Prissy’s offer even in the noontide sun would have come in a high treble and over the telephone and under the circumstances it didn’t sound very convincing.

However, after they had both bathed, both felt her death had purified them, both inserted their teeth, both had called MacArthur and requested a meeting minus the Sterlings.

It had left them a little shaky ... but now that Dr. MacArthur was beginning to speak, Prissy nodded to Princeton who tiptoed to the door and closed it. They felt they had been justified in the action they had taken.

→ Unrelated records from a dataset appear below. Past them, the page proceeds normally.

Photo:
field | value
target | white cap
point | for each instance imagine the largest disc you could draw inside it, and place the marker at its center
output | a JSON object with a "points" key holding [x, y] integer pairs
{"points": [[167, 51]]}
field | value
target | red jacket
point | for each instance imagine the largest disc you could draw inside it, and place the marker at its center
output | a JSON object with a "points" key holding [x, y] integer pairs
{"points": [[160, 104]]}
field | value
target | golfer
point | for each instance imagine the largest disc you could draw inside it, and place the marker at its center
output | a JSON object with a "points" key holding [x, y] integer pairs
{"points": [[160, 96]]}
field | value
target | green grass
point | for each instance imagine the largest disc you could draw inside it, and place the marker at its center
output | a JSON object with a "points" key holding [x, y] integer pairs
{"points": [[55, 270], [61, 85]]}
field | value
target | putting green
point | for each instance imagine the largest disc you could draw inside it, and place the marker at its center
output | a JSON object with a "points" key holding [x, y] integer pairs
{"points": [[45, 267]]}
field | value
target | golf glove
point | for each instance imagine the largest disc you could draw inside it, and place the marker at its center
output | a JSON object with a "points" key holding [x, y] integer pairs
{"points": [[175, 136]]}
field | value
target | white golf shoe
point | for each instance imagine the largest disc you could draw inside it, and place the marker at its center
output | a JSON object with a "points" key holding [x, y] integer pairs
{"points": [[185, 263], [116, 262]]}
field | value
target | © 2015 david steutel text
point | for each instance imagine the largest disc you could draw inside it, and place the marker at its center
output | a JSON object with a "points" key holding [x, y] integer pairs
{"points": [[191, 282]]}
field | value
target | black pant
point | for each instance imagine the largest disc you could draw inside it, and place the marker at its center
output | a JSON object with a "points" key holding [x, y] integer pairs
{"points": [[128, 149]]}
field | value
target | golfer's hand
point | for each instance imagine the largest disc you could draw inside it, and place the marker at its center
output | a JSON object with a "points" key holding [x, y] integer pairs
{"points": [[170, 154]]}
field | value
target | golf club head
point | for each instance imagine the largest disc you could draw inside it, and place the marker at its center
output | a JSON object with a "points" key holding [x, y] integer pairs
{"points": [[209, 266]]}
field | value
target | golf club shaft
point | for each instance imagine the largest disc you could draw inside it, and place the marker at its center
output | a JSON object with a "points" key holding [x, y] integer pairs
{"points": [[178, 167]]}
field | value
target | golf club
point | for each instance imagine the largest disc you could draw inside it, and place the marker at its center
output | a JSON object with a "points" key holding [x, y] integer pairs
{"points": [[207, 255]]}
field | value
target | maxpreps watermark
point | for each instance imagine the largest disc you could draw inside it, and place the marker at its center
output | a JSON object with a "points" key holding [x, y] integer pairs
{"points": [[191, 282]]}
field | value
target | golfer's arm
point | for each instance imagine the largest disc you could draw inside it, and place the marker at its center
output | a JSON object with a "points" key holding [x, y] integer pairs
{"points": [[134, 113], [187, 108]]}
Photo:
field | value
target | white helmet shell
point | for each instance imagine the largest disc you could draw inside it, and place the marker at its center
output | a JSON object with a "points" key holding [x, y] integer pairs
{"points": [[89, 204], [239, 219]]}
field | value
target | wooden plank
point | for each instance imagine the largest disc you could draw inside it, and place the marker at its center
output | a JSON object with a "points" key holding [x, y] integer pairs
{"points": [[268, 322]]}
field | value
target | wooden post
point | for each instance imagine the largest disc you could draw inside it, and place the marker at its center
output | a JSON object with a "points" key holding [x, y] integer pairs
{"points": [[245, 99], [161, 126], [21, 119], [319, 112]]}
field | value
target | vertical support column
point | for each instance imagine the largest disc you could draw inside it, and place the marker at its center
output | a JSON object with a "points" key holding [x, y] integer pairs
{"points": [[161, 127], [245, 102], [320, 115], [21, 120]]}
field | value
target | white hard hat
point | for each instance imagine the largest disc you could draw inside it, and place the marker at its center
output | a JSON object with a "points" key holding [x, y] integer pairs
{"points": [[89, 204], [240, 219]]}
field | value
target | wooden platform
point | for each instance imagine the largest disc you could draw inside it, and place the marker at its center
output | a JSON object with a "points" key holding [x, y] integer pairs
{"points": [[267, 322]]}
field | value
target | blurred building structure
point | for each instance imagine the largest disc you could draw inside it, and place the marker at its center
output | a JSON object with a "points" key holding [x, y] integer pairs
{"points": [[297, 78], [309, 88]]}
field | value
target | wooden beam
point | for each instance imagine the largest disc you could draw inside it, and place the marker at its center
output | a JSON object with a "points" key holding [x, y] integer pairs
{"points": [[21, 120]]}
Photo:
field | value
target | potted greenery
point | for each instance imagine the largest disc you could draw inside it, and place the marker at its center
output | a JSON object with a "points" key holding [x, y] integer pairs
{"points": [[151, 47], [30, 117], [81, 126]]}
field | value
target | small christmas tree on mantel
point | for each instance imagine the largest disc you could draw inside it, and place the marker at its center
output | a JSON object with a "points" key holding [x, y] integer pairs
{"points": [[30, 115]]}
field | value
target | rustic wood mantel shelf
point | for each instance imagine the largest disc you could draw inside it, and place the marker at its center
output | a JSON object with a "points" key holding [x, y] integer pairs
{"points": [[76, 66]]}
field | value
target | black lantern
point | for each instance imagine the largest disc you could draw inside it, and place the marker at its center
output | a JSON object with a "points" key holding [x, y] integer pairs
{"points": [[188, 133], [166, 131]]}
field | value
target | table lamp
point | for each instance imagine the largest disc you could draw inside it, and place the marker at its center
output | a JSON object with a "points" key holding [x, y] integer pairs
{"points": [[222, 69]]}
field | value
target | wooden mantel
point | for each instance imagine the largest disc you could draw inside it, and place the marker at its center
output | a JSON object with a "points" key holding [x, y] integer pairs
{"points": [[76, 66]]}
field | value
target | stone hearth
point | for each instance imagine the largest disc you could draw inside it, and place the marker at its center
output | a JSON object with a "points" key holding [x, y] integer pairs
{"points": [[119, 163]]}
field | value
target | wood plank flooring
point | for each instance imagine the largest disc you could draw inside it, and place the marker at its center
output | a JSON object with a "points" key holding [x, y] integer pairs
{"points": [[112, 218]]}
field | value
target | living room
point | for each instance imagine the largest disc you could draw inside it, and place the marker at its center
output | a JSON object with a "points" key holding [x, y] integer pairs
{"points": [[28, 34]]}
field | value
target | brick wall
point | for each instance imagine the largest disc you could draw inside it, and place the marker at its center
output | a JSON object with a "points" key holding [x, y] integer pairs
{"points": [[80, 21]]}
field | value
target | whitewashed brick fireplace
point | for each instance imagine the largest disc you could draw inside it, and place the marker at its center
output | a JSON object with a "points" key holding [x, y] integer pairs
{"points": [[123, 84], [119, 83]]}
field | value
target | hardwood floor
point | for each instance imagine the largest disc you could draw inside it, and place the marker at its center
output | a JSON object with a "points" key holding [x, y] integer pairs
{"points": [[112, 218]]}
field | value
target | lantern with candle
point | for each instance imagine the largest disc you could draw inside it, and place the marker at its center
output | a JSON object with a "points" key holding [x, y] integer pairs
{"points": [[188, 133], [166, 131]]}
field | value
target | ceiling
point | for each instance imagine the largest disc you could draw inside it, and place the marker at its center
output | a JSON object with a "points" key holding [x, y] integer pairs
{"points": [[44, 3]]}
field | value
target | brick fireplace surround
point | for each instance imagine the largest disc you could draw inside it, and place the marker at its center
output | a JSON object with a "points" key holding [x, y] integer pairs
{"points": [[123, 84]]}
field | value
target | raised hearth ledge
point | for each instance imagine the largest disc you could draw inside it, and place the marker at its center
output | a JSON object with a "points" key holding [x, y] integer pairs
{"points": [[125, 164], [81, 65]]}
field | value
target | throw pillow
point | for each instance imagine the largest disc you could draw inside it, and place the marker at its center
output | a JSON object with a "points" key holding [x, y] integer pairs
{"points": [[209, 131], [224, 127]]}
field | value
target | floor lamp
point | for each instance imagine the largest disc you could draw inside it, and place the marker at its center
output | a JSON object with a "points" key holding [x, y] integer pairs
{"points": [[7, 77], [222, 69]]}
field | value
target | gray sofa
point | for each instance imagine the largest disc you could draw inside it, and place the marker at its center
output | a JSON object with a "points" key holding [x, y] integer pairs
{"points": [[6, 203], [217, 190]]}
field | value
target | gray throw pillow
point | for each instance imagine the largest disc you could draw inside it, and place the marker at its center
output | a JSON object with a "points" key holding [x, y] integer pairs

Neither Sterling was present.

“Gentlemen,” Dr. MacArthur’s voice was measured and low, “Rose Standish is dead. She was murdered last night while a patient in Bed 11, Ward B, of Medicine Clinic. An injection of coniine. She went on that ward to save your reputation and mine. To lift the hospital out of terror ... and she is dead, and we are....”

“I was against it from the first,” Princeton began clearing himself with the rapidity of a condemned schoolboy.

Nobody paid him the slightest attention. Prissy blushed, and Hoffbein squirmed.

“We are faced,” Dr. MacArthur’s blue eyes had taken on their fighting steeliness, “with the blackest day the Elijah Wilson has ever seen. With the fact that no patient anywhere is safe in any bed of the institution ... with the responsibility of catching a murderer within our walls. A person who has committed two untraceable, two traceable murders. D’y’see? Gentlemen, I ask your advice.”

Princeton Peters and Prissy Paton stared at Dr. Hoffbein and he nodded ... with his eyelids, and Princeton rose.

“To put it plainly, straightly and to the point, MacArthur, it is one thing to protect your professional colleagues, but after all our Hippocratic oath binds us first to the protection of our patients.